Tiga Kampus di Manggarai Berunjuk Rasa Damai Bela NKRI dan Bebaskan Ahok

Bagikan Artikel ini

Laporan Marten Don
Ruteng, NTTOnlinenow.com – Sekitar 5 ribuan lebih massa yang tergabung dalam forum akademisi peduli Negara Kesatuan Republik Indonesia (NKRI) di Ruteng, kabupaten Manggarai, Flores, NTT, Kamis, 11 Mei 2017 siang memadati lapangan Motang Rua Ruteng, kabupaten Manggarai untuk melakukan aksi unjukrasa damai terkait situasi dan kondisi negara yang kian carut marut akhir-akhir ini.

Forum tersebut merupakan aliansi dari 3 lembaga Perguruan Tinggi di seputaran kota Ruteng, yaitu STKIP ST. Paulus Ruteng, STIKES ST. Paulus Ruteng, dan STIE Karya Ruteng, juga perwakilan tokoh masyarakat.

Terlihat pula ketua STKIP ST. Paulus Ruteng, Dr. Yohanes Servatius Boy Lon, Pr, Dr. Inosensius Sutam, Pr, Dr. David Jerubu, SVD, Stevanus Rahmat, S.Fil, Raimundus Beda, SVD, Bonefasius Rampung, Pr, Fransiskus Sawan, Pr, Ketua DPRD Manggarai, Simprosa R. Gandut, Maximus Tamur, M.Pd, Ketua Prodi Maetematika, Valeria Kurnia Suryani, M.Pd.Si, bersama sejumlah para dosen-dosen tiga kampus lainnya.

Ada 8 poin seruan moral yang mereka sampaikan, yaitu; 1. Menyatakan diri sebagai pilar terdepan dalam mengawal tetap tegaknya NKRI dan menolak sikap individu, kelompok dan Ormas yang merong-rong keutuhan NKRI. 2. Siap melanjutkan legasi pembangunan bangsa, demi tegaknya NKRI, dan menolak semua tindakan atau aksi yang menghambat pembangunan. 3. Sebagai bagian dari NTT bumi tempat lahirnya Pancasila masyarakat yang menjunjung tinggi pluralis dan toleransi, kami kembali mengangkat sumpah setia kepada Pancasila, UUD 1945, NKRI dan Bhineka Tunggal Ika, dan menolak semua intoleransi, radikalisme dan antipluralis dan multikultural. 4. Mendukung upaya pemerintah, TNI dan Polri untuk menjaga keutuhan NKRI dan membubarkan semua organisasi yang anti Pancasila dan NKRI. 5. Mendukung pemeritahan yang sah yang dipilih secara demokratis. 6. Menolak tirani mayoritas dan menuntut tegaknya supremasi hukum. 7. Turut belasungkawa atas matinya keadilan dalam kasus Basuki Cahaya Purnama (Ahok). 8. Mengajak seluruh elemen bangsa, mengambil peran dengan cara masing-masing, beradap dan bertanggungjawab untuk mengawal setia Pancasila, UUD 1945, NKRI, dan Bhineka Tunggal Ika.

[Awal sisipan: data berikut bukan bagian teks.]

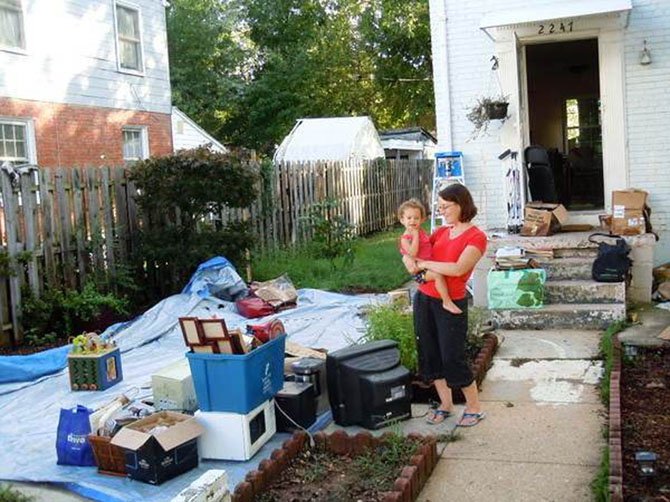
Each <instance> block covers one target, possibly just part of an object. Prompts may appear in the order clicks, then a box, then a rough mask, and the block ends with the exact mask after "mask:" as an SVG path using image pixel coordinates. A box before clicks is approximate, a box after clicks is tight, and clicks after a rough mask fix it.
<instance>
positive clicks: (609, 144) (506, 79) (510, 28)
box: [495, 17, 628, 224]
mask: <svg viewBox="0 0 670 502" xmlns="http://www.w3.org/2000/svg"><path fill="white" fill-rule="evenodd" d="M579 19H580V18H576V20H575V22H574V25H577V26H578V25H579V23H578V21H579ZM609 21H610V18H608V17H603V19H602V21H601V22H600V23H599V22H598V20H597V19H589V22H588V23H584V24H585V26H584V29H577V30H575V31H573V32H570V33H554V34H549V35H547V34H544V33H543V34H538V28H537V26H538V24H530V25H528V24H527V25H519V26H505V27H500V28H499V29H498V32H497V37H496V39H495V49H496V54H497V55H498V58H499V60H500V68H501V70H502V71H501V73H500V79H501V86H502V88H503V93H504V94H507V95H509V96H510V105H511V106H510V109H511V111H512V116H511V117H510V119H509V120H508V121H507V122H506V123H505V124H504V126H503V128H502V129H501V131H500V132H501V136H500V140H501V142H502V143H503V145H505V147H510V146H511V147H513V149H516V150H517V151H518V152H523V149H524V148H525V147H526V146H528V145H529V144H530V132H529V129H530V128H529V114H528V86H527V69H526V49H525V47H526V46H527V45H531V44H536V43H548V42H552V43H555V42H568V41H574V40H582V39H594V38H595V39H597V41H598V74H599V80H600V100H601V113H602V117H601V119H602V145H603V146H602V148H603V190H604V193H605V201H604V202H605V209H604V210H605V212H611V197H610V196H608V195H609V194H610V193H611V192H612V191H613V190H619V189H622V188H626V187H627V186H628V147H627V141H626V137H627V126H626V113H625V111H626V108H625V80H624V79H625V73H624V66H625V61H624V43H623V42H624V33H623V26H620V25H616V24H615V25H614V26H612V25H610V22H609ZM601 213H602V211H601V210H595V211H571V212H570V221H571V222H574V223H592V224H593V223H595V224H597V223H598V221H597V215H598V214H601Z"/></svg>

Baca : Di Manggarai, Ribuan Massa Berunjuk Rasa Minta Bebaskan Ahok

Aksi yang tanpa dikawal ketat oleh aparat keaman itu berlangsung aman dan kondusif.

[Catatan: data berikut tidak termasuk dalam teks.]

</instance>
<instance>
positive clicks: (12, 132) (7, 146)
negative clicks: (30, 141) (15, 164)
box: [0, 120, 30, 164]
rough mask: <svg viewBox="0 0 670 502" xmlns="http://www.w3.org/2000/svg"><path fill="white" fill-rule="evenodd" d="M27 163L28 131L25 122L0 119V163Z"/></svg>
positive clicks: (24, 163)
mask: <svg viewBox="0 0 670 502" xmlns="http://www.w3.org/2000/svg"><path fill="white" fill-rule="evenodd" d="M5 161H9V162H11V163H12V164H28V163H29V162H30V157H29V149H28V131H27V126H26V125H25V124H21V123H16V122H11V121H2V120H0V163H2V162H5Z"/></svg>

Dalam orasinya, mereka juga menyerukan agar Basuki Tjahaja Purnama (Ahok) dibebaskan.

Salah satu orator yang mewakili tokoh masyarakat, Marelus Samsudin, mengatakan, keputusan hukum terhadap Ahok sebenarnya penuh dengan syarat politik dan berdasarkan tekanan massa. Ahok hanyalah tumbal dari para elit-elit dan penguasa-penguasa berduit di negeri ini.

Sejumlah poster terlihat disana, bertuliskan pernyataan sikap dan seruan moral bela NKRI, diantaranya, bubarkan ormas-ormas radikal, bebaskan Ahok, Ahok tak bersalah, menolak sikap individu, kelompok dan Ormas yang merong-rong keutuhan NKRI.

Selain menyampaikan pernyataan sikap dan orasi dari sejumlah perwakilan atau koordinator masing-masing kampus dan tokoh masyarakat, juga diselingi dengan pembacaan puisi bernuansa kedaerahan dalam bentuk bahasa daerah Manggarai oleh Dr. Inosensius Sutam, PR, dan sejumlah mahasiswa.

Aksi unjukrasa itu diakhiri dengan doa bersama dari 3 perwakilan Agama, Katolik, Kristen dan Islam. Usai melakukan aksi unjukrasa, massa membubarkan diri kembali ke kampusnya masing-masing.